Growing up, my grandparents lived two blocks away from us and, as such, they spent enormous amounts of time in our lives. My grandmother was our go-to babysitter, the holder of a never-ending secret candy stash, the one with plenty of cough drops and tissue whenever you had the slightest case of the sniffles, and my chaperone on tons of elementary school field trips.
I vividly remember starting the 3rd grade and our teacher, Mrs. McKeever, brought up the topic of field trip chaperones — specifically, moms or dads. I didn’t raise my hand but approached her after class and asked if it was okay if my grandma came on my trips with me. I really loved the time that she spent with me — riding the bus to some museum that I’m sure she had seen numerous times, scolding the boys in my class because she always seemed to catch them misbehaving, and in the spare moments in between, sharing stories of her life growing up. A childhood during the Great Depression, where she was paid a dime to scrub the hallway floors on her hands and knees, where she took typing classes because that was the skill needed to find work, or how she played basketball in high school.
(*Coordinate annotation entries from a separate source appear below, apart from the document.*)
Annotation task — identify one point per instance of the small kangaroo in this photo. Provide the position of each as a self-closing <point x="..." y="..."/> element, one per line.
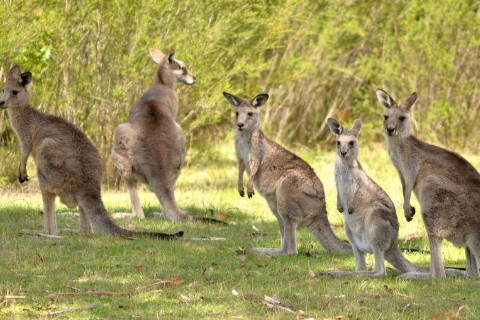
<point x="371" y="223"/>
<point x="446" y="185"/>
<point x="292" y="189"/>
<point x="150" y="147"/>
<point x="68" y="165"/>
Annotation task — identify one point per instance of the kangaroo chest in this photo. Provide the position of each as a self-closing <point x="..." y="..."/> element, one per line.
<point x="348" y="184"/>
<point x="244" y="150"/>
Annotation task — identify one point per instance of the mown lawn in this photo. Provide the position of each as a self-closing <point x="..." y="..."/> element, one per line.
<point x="198" y="279"/>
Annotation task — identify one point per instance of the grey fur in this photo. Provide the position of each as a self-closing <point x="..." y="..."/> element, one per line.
<point x="371" y="223"/>
<point x="68" y="165"/>
<point x="290" y="186"/>
<point x="446" y="185"/>
<point x="150" y="147"/>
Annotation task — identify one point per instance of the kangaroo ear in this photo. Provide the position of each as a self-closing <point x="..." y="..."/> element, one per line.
<point x="234" y="101"/>
<point x="25" y="78"/>
<point x="385" y="99"/>
<point x="259" y="100"/>
<point x="14" y="73"/>
<point x="171" y="56"/>
<point x="157" y="55"/>
<point x="357" y="126"/>
<point x="409" y="102"/>
<point x="334" y="126"/>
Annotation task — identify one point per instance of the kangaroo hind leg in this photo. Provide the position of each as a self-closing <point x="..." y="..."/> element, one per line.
<point x="50" y="221"/>
<point x="472" y="252"/>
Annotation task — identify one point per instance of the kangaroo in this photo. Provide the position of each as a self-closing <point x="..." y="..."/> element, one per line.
<point x="68" y="165"/>
<point x="290" y="186"/>
<point x="371" y="223"/>
<point x="446" y="185"/>
<point x="150" y="147"/>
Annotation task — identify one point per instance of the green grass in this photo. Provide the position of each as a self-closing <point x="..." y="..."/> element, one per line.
<point x="39" y="268"/>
A topic that never came up in our talks was infertility.
My grandparents got married in 1944, in a small ceremony where my grandma proudly wore a blazer and skirt with pumps. My grandpa was 26, while my grandma was 23. I imagine that they thought they’d start a family and spend the rest of their lives raising their children.
Fast forward 14 long years, to 1958. By this point, I’ve been told that my grandma had accepted the fact that she would never have children — it just wasn’t in the cards for them. After feeling ill for a bit of time, she went to the doctor and found out that a miracle had happened. At the age of 36, she was pregnant! I can’t imagine the absolute joy that she and my grandfather felt. What a miracle my mother was to them.
When my mother got married, it took four years for her to get pregnant. Although it wasn’t nearly as long as the wait my grandmother endured, my mom mentioned that it was hard seeing all of her friends get pregnant almost immediately after getting married. She, too, had to endure the constant questions about why she wasn’t having kids. The same type of questions that seem to be asked of me, have apparently been around for centuries. Eventually, I was conceived and motherhood, once again, became part of my family legacy.
My grandmother had to endure Alzheimer’s disease during the last few years of her life. Her journey here on Earth ended in 2012, shortly before I left for Afghanistan. The topic of infertility never came up, but oh, how I wish I could go back in time. Go back to those field trips — to that alone time where we were seat partners on the bus — and pick her brain about how she felt. The emotions, the lack of medical options, the frustration, the tears, etc. If I only knew back then that I’d be repeating her story 60 years later, at the same age that she was at. Maybe this means that this year will be my lucky year — becoming a mom at the same age that my grandmother entered motherhood.
Grandma, if you are out there listening, I’m walking in your shoes. I’m enduring your heartache, I’m feeling your pain. Please send a little luck our way this week as Mama M endures hormone shots and, hopefully, an egg retrieval in a few short days. Oh, how I miss you and wish you were here for all of this.